Stranded assets are becoming a reality. Take the case of thermal coal. It is widely recognised that thermal coal is no longer a growth opportunity. This is coupled with the fact that debt financing grew sharply and leverage ratios have skyrocketed. A bulk of financing for thermal power plants has come from debt. With thermal power plants being rapidly replaced by renewable energy plants, many power plants will become defunct. Given that there is a large amount of debt associated with these plants, the lenders are in a quandary.
So, what happens to these power plants? Creating a climate “bad bank” could be better than running down these power plants.
The idea of a bad bank has gained currency with the Non-Performing Assets (NPA) of Indian banks. A ‘bad bank’ is a bank that buys the bad loans of other lenders and financial institutions to help clear their balance sheets. Over time, the bad bank resolves the bad assets. Like the concept of bad banks, there can be climate bad banks that cater to assets impacted by climate issues.
There are four ways in which resolution can occur:
On Balance Sheet Guarantee: Here, the bank protects part of its portfolio against losses, typically with a second-loss guarantee from the government.
Internal Restructuring unit: A separate unit is created in this scheme, and the assets are placed within it. This ensures sufficient management focus and incentives are aligned to the restructuring of assets bringing about efficiencies.
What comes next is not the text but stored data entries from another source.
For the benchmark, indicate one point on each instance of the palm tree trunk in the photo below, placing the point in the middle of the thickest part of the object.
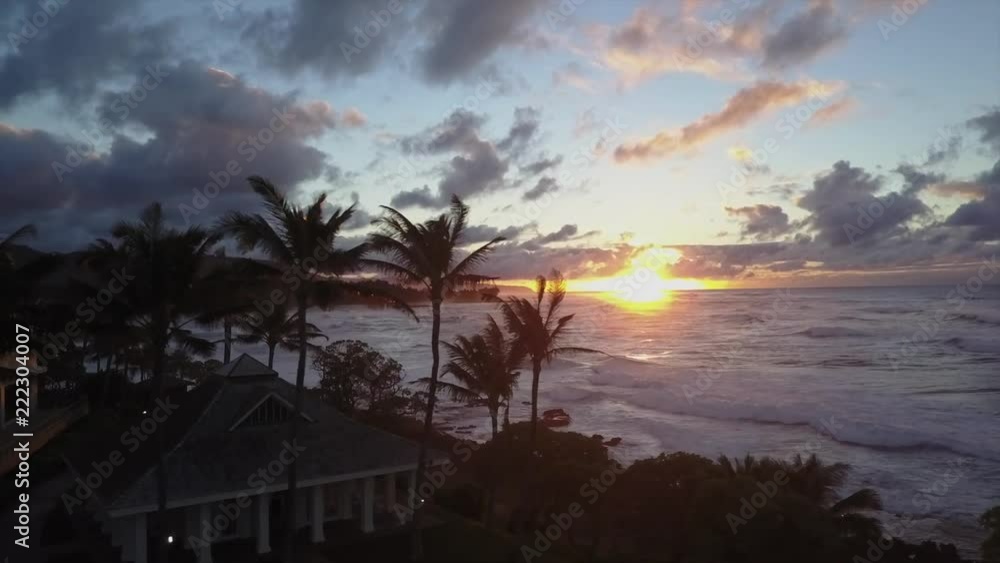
(159, 357)
(417, 553)
(293, 474)
(536, 371)
(227, 327)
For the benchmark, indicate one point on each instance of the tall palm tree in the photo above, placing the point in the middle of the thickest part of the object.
(279, 328)
(299, 240)
(427, 255)
(166, 292)
(485, 368)
(538, 329)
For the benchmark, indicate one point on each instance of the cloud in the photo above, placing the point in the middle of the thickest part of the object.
(981, 217)
(545, 185)
(524, 129)
(988, 126)
(541, 165)
(195, 123)
(466, 33)
(761, 221)
(483, 233)
(840, 198)
(741, 109)
(320, 35)
(572, 75)
(804, 36)
(833, 111)
(652, 43)
(82, 45)
(418, 197)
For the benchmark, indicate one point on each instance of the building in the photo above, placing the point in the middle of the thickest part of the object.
(227, 467)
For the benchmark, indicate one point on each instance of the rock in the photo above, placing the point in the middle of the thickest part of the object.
(556, 417)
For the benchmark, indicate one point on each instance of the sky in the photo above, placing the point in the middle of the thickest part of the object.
(753, 143)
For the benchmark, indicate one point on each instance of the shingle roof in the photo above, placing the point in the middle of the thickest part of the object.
(206, 458)
(245, 366)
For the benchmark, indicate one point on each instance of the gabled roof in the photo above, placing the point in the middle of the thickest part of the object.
(245, 366)
(205, 459)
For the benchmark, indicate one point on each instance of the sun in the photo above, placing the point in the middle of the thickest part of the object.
(642, 283)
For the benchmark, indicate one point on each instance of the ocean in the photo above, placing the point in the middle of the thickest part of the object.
(902, 383)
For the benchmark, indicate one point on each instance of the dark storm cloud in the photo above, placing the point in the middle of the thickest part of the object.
(484, 233)
(78, 47)
(982, 217)
(545, 185)
(321, 35)
(466, 33)
(841, 198)
(199, 120)
(761, 221)
(477, 166)
(526, 124)
(988, 127)
(565, 233)
(804, 36)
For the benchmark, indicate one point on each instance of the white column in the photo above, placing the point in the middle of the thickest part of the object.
(138, 538)
(368, 505)
(192, 526)
(411, 488)
(205, 546)
(118, 531)
(345, 501)
(317, 512)
(390, 492)
(262, 521)
(244, 523)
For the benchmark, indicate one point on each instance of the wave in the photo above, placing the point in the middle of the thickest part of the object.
(975, 345)
(984, 317)
(890, 310)
(974, 391)
(832, 332)
(875, 436)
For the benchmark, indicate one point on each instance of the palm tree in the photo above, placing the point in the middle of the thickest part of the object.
(166, 291)
(818, 482)
(485, 368)
(538, 329)
(279, 328)
(300, 241)
(427, 255)
(7, 244)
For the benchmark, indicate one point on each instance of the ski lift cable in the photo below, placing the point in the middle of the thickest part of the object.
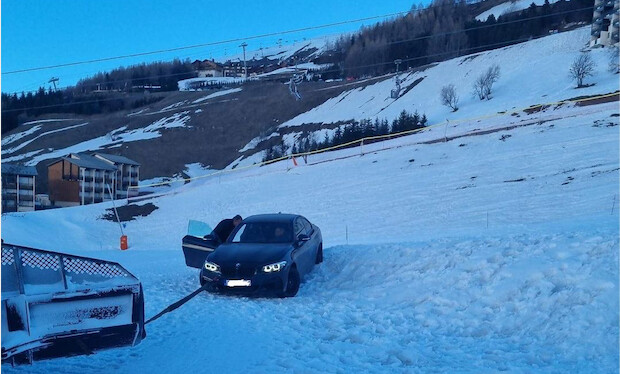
(234, 40)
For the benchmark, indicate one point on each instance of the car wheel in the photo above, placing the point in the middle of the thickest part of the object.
(319, 254)
(292, 283)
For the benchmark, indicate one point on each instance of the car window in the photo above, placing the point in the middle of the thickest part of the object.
(307, 225)
(299, 227)
(264, 232)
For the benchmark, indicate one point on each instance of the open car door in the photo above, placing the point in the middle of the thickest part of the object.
(58, 305)
(195, 247)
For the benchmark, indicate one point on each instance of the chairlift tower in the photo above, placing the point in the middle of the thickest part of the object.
(53, 81)
(396, 90)
(245, 67)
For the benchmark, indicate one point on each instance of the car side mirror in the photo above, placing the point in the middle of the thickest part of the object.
(302, 238)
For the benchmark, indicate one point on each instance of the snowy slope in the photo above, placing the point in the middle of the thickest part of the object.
(535, 72)
(486, 253)
(509, 7)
Special Purpose Entity: This is an off balance-sheet solution. Here the unwanted assets are offloaded into a special purpose entity (SPE). This way the assets are taken off the balance sheet.
Bad Bank Spinoff: In the spinoff, the bank shifts the assets off the balance sheet and into a legally separate banking entity.
Creating a bad bank is desirable action. Without a bad bank, the fossil fuel assets may be sold off to opaque unlisted entities. These entities may have little or no intentions of running or responsibly closing these assets.